COS 27-10 - The role of nitrifiers in accumulating NO3- in the surface waters of Rocky Mountain National Park

Tuesday, August 7, 2012: 11:10 AM
B112, Oregon Convention Center
Ed K. Hall, Natural Resource Ecology Laboratory, Colorado State University, Fort Collins, CO and Jill Baron, Natural Resource Ecology Laboratory, United States Geological Survey, Fort Collins, CO
Background/Question/Methods

NO3- concentrations have been rising in Loch Vale Watershed (LVWS) located along the eastern slope of Rocky Mountain National Park from a mean annual concentration of 0.23 +/- 0.02 mg L-1 between 1991 and 1999 to a contemporary concentration of 0.34 +/- 0.06 between 2000 and 2006. While total nitrogen in the precipitation has been increasing over this period the signal has become increasingly dominated by NH4+ rather than NO3-. We collected precipitation from two national atmospheric deposition sites (NADP CO89 and CO98) within the watershed, a snow pit dug in May below tree line, and an alpine snowfield located above the highest lake in the watershed in September.

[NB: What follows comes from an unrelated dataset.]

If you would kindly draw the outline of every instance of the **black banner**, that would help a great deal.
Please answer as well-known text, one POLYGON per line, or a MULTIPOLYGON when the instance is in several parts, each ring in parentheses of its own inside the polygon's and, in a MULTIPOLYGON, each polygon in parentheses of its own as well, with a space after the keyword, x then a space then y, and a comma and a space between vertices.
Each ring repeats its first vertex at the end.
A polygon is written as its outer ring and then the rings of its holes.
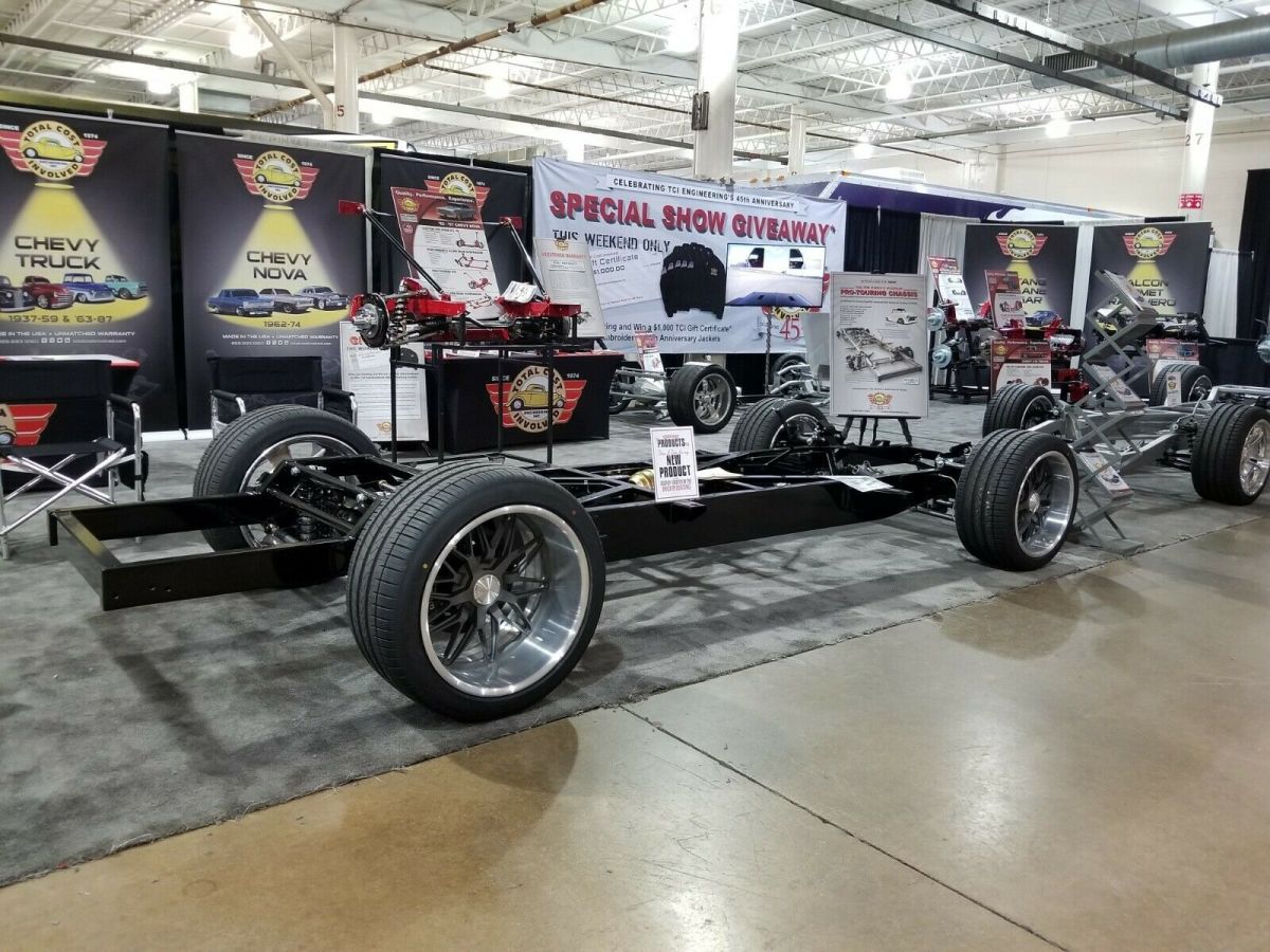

In addition we collected surface water samples at four times during the ice free season, from two headwater lakes, a connecting stream, and the lowest lake in the watershed during 2011. At the outlet to the watershed we collected surface water samples weekly, year-round. We used dual (15N,18O) isotope analysis of NO3- to evaluate whether NO3- in the watershed was arriving in precipitation and accumulating (inert), or whether NH4+ was being converted to NO3- by Bacteria and Archaea (reactive).

Results/Conclusions

While the δ15N-NO3- of all precipitation samples ranged from ~ -5 to 5‰ the δ15N-NO3- of the all surface water samples was constrained within that range between -1 to 2‰. However, the δ18O-NO3- for precipitation was enriched in O18 (60 to 80‰) relative to the surface water (0 to 50‰) and thus the two pools of NO3- did not overlap in oxygen isotope concentration suggesting that the nitrate in the surface water had been nitrified by microorganisms and was distinct in origin from NO3- in precipitation. In addition, the δO18-NO3- of the surface water became increasingly depleted in O18 suggesting an increasing contribution of nitrification to the dissolved NO3- pool as the season progressed. We used bacteria community analysis of the active (16S rRNA) and total community (16S rDNA) coupled with analysis of relative nitrifier abundance (qPCR of amoA gene) to identify hotspots for nitrification in time and space within LVWS. Understanding the microbial mechanism for this watershed scale biogeochemical signal has important implications for how alpine ecosystems are being altered in the face of global change.